I don’t know about you, but I find it easier to deny myself some things more than others. While I enjoy good food and drink, I don’t miss it much when I don’t have it. I’m pretty pedestrian in my tastes and my palate is hardly that of a gourmand. So, for me to give up chocolate or single malt scotch (of which I’m unworthy anyway) or some other delicacy may appear like an act of self-denial to some, but to me, since I could take it or leave it, it’s hardly what Benedict had in mind. When we make such non-denial denials, it’s for the sake of appearances to others and not for a true Lenten discipline.

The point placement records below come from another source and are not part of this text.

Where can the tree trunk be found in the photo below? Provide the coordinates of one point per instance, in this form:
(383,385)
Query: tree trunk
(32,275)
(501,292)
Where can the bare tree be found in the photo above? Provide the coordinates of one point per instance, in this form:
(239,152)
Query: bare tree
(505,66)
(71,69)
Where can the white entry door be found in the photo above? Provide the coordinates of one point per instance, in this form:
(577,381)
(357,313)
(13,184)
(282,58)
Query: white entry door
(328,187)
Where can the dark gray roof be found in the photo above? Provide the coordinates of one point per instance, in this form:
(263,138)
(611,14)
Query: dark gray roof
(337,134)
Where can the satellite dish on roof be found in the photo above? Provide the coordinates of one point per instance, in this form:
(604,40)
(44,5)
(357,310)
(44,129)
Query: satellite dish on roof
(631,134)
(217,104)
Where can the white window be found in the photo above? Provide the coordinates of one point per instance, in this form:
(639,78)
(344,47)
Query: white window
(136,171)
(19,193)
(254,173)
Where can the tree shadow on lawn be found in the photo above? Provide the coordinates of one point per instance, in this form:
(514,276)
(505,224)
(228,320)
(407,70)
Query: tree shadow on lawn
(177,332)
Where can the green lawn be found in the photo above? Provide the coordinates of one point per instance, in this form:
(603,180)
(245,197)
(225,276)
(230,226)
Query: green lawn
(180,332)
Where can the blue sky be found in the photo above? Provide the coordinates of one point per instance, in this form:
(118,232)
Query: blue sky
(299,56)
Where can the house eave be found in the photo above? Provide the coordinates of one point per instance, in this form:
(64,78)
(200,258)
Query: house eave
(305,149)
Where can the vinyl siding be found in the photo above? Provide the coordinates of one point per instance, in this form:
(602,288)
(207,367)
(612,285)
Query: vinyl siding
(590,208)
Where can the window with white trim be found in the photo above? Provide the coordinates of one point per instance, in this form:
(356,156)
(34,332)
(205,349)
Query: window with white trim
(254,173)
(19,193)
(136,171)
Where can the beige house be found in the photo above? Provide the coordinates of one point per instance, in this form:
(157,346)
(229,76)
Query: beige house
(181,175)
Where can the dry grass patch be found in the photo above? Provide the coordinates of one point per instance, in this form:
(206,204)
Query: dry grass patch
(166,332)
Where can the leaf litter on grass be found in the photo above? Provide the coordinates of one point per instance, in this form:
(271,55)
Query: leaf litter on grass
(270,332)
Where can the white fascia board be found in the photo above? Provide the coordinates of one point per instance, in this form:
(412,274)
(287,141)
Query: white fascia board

But, “pointless conversation and banter” hits me closer to the bone. Denying myself that is much harder. Thus, it’s a more needed act of denial on my part. Maybe more than any other vocation in the Church, a bishop regularly engages in “pointless conversation and banter” whether he or she desires to or not. That’s not to say with we don’t participate in “pointed conversation.” Of course we do, hopefully more often than not. But the temptation to deflect or to ignore or to trivialize rather than to get to the heart and truth of the matter is always there. Like with many temptations, such behaviors are a way to run away from one’s true self and the vocation to which I’m called.
Lent then can serve as an invitation for us to get back to the heart and truth of the matter in our lives; to recognize how we might be too serious about the trivial banter in our lives and not be taking seriously enough the people, things, and circumstances of our lives that matter. This is what Benedict meant by stability in the three-fold promise Benedictine monk’s make; that capacity to hang in there when the temptation is to run away from what’s difficult, or to deflect the issue by “pointless conversation,” or to trivialize ourselves or others. Such self-awareness comes as a gift even though it’s often hard to receive. Yet, if we accept the gift for what it is, then we enter into a place where the ground is holy and where we open ourselves daily to the thrust of grace.